Otoño. De anclajes, despedidas y divorcios.



Este año el otoño llego sin hojas muertas que barrer con el rastrillo,  sin la canción para dos caracoles que van a un entierro, sin Prevert. No he visto a los pájaros  desayunando sobresaturando los arboles de camino a la escuela de mis peces como el año pasado, ni el aire fresco muy temprano en la mañana.

Es curioso que cada año al inicio del otoño hay movimientos telúricos sustanciales por estos terrenos,  vientos nuevos, replanteamientos y ajustes, fantasmas de otros que dejan pétalos marchitos y cuestionamientos,  y dulces despedidas con sabor a zarzamora. Los alegres arlequines picassianos crecen y van dejando sus rombos regados, Romeos que navegan a puertos  buscando anclajes,  mientras unas Julietas buscan librarse otras se atan a las delicias de la secundariedad, y un divorcio en la puerta que me lleva a ver a la Bufa desde la terraza de suelo rojo de un tercer piso del callejón del Mante de una pintura que contiene la misma lavadora que uso hoy.

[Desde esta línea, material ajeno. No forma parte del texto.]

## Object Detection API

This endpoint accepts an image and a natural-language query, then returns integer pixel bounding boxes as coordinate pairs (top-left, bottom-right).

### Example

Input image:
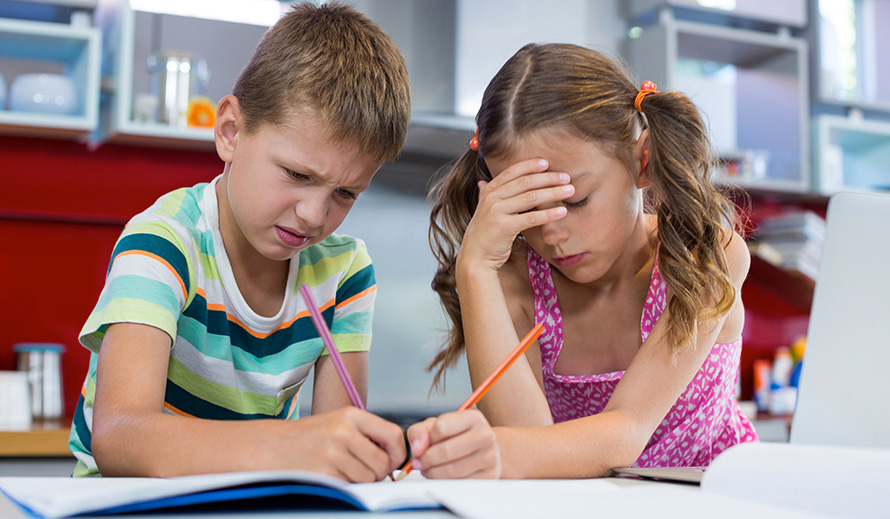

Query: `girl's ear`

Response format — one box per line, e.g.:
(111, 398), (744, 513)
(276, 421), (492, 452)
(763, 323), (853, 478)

(634, 128), (650, 189)
(213, 94), (242, 162)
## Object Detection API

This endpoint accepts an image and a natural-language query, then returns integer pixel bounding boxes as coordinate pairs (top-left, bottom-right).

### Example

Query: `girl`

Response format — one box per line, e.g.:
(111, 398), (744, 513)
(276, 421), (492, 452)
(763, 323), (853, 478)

(409, 44), (757, 478)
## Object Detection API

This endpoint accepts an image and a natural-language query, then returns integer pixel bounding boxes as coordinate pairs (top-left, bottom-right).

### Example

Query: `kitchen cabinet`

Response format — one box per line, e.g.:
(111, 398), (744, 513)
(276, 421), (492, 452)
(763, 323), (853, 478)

(0, 18), (101, 139)
(627, 9), (811, 193)
(813, 112), (890, 195)
(94, 1), (267, 150)
(631, 0), (807, 27)
(808, 0), (890, 195)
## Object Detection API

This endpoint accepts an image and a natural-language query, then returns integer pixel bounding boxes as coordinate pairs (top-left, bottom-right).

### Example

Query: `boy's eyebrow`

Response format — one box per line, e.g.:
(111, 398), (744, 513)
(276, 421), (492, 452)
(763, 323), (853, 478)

(278, 157), (370, 192)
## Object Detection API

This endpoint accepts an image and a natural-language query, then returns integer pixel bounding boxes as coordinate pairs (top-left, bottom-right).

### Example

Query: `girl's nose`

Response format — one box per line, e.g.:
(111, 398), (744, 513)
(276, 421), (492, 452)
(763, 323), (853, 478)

(541, 219), (569, 245)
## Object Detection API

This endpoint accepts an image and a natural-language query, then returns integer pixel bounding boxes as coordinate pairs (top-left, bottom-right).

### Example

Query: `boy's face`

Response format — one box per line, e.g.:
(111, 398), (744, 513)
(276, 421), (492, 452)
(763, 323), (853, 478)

(218, 109), (380, 261)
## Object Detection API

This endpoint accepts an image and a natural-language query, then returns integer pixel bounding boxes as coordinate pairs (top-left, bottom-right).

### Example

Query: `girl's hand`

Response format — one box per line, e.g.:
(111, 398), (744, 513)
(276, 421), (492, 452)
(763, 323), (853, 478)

(408, 409), (501, 479)
(458, 159), (575, 270)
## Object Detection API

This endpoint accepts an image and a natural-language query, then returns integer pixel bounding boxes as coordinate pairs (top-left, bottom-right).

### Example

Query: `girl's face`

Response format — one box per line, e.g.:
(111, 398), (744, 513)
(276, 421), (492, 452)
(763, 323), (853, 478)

(485, 130), (648, 283)
(218, 108), (380, 261)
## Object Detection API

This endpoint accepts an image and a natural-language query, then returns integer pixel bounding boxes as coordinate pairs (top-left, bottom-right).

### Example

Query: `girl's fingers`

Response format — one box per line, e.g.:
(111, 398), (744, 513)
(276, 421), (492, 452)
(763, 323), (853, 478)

(480, 171), (572, 204)
(421, 422), (500, 478)
(480, 184), (575, 219)
(482, 159), (550, 191)
(407, 418), (436, 457)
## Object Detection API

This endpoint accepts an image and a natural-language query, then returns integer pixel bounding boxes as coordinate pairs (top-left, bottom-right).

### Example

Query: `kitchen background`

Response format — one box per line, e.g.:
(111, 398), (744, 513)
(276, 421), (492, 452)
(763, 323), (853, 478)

(0, 0), (890, 438)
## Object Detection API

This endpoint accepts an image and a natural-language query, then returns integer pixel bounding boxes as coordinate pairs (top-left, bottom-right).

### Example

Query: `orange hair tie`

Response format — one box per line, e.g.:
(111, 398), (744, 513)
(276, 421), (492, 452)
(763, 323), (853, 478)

(470, 128), (479, 153)
(634, 81), (658, 113)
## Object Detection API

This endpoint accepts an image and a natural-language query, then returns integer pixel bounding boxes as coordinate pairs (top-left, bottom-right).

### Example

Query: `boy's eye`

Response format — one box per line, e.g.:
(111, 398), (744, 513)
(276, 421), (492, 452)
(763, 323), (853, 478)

(285, 169), (309, 180)
(563, 197), (590, 209)
(337, 187), (358, 200)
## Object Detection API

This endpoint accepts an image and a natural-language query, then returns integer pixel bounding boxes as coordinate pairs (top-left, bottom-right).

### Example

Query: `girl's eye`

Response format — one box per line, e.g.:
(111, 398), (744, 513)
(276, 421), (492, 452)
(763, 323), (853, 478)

(563, 197), (590, 209)
(285, 169), (309, 180)
(337, 187), (358, 200)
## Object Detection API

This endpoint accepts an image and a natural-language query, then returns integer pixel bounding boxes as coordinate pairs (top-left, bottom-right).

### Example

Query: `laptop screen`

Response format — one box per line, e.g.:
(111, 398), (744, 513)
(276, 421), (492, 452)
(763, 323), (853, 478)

(790, 193), (890, 447)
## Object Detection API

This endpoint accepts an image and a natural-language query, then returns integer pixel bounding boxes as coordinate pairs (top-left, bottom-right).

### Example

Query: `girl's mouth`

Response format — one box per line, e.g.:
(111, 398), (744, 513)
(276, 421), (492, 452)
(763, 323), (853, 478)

(553, 253), (586, 269)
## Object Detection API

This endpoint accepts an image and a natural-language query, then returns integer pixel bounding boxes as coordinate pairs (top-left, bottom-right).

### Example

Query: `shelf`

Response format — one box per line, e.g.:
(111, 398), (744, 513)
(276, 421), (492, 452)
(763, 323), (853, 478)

(0, 19), (101, 139)
(628, 17), (811, 193)
(0, 423), (72, 458)
(748, 255), (816, 314)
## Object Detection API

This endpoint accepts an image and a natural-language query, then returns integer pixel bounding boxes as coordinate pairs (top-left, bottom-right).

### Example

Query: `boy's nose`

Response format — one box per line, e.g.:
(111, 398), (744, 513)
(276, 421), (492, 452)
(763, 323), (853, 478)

Este otoño no se decide a soltar la humedad, no todavía, y frente a las madejas de hilos que se entrecruzan quedo  admirada de todo lo que se ha construido, se reconstruye, renace o muere por completo y así nos vamos transformando por dentro. Así es la vida con todas las frutas y flores, con todo lo natural.

Es ya otoño, y en esta mañana contemplo solo por un ratito solo la rotación en los  engranes que viven dentro de mi cuerpo antes de empezar el día, al estilo de una naturaleza muerta de Thomas Hauser.